ESG disclosures and their structured reporting could “develop in tandem”
Notably, Commissioner Lee’s speech looks ahead at new topics for required SEC disclosures and the related structured reporting of them. Specifically, she discusses the introduction of mandatory ESG disclosures. This initiative would be novel territory for the SEC. To date, the SEC’s XBRL mandate has been focused on the types of financial disclosure that already existed in non-structured ways. The new ESG disclosures that the commissioner envisions would give the SEC the opportunity to develop disclosure requirements and their structured format at the same time. “Instead of an ex post facto application of structuring requirements, the two could develop in tandem.”
She emphasizes that “climate and other ESG-related metrics are of ever-increasing importance to investors, surpassing even traditional financial statement metrics for many.” Yet for the most part, ESG disclosure requirements remain neither required nor standardized, so “developing standardized climate and ESG disclosure requirements should be a top priority for the Commission. As we consider this, we should also consider how to make the data disclosed under such requirements as usable as possible, including through tagging requirements.”
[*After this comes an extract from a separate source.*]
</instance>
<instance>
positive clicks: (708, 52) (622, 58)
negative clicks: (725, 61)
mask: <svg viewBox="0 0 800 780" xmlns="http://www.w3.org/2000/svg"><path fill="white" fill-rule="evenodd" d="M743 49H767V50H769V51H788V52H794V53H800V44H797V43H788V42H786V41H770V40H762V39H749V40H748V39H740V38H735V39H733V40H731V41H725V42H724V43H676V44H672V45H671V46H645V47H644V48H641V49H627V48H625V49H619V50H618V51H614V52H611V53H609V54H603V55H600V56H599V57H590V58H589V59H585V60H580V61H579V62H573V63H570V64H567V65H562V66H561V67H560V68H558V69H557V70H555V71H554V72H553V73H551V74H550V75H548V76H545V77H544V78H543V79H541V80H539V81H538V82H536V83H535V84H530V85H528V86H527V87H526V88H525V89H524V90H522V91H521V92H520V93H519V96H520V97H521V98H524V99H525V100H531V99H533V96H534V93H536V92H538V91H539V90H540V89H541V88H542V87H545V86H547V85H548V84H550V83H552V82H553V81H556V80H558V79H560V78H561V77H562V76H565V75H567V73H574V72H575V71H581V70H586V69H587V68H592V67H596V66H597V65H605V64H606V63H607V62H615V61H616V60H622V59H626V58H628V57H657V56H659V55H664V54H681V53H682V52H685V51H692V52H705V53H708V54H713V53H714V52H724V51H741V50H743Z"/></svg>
This subject is a topic of interest for Ms. Lee. In another recent speech, Playing the Long Game: The Intersection of Climate Change Risk and Financial Regulation, she envisioned corporate disclosure on major financial risks presented by climate change. Where should the SEC start? Her vision is clear: “Data. All policy should proceed from a foundation and clear-eyed analysis of accurate, reliable data.” Next comes consistent standardized disclosure. “The SEC should work with market participants toward a disclosure regime specifically tailored to ensure that financial institutions produce standardized, comparable, and reliable disclosure of their exposure to climate risks,” she concluded.
XBRL errors and needless extensions may warrant third-party audits
Commissioner Lee reiterates the SEC’s longstanding emphasis on accurate XBRL tagging and error prevention. Research indicates that material errors in SEC-filing data, including mistakes in XBRL tagging, are likely to be especially problematic for investors in areas such as revenues, net income, and assets. In addition, the commissioner observes, overuse of custom XBRL tags continues to hinder comparability of financial disclosures.
To help improve XBRL quality, some observers suggest that auditors should also be responsible for checking XBRL tags. While the SEC has “specifically declined to require any auditor assurance related to XBRL or even transparency around any auditor involvement,” Ms. Lee observes, it may be appropriate to “revisit the issue of third-party verification, including whether in an Inline environment, review of the tags should be part of the audit.” [Editor’s Note: With President Biden’s nomination of Gary Gensler to chair the SEC, these priorities may change.]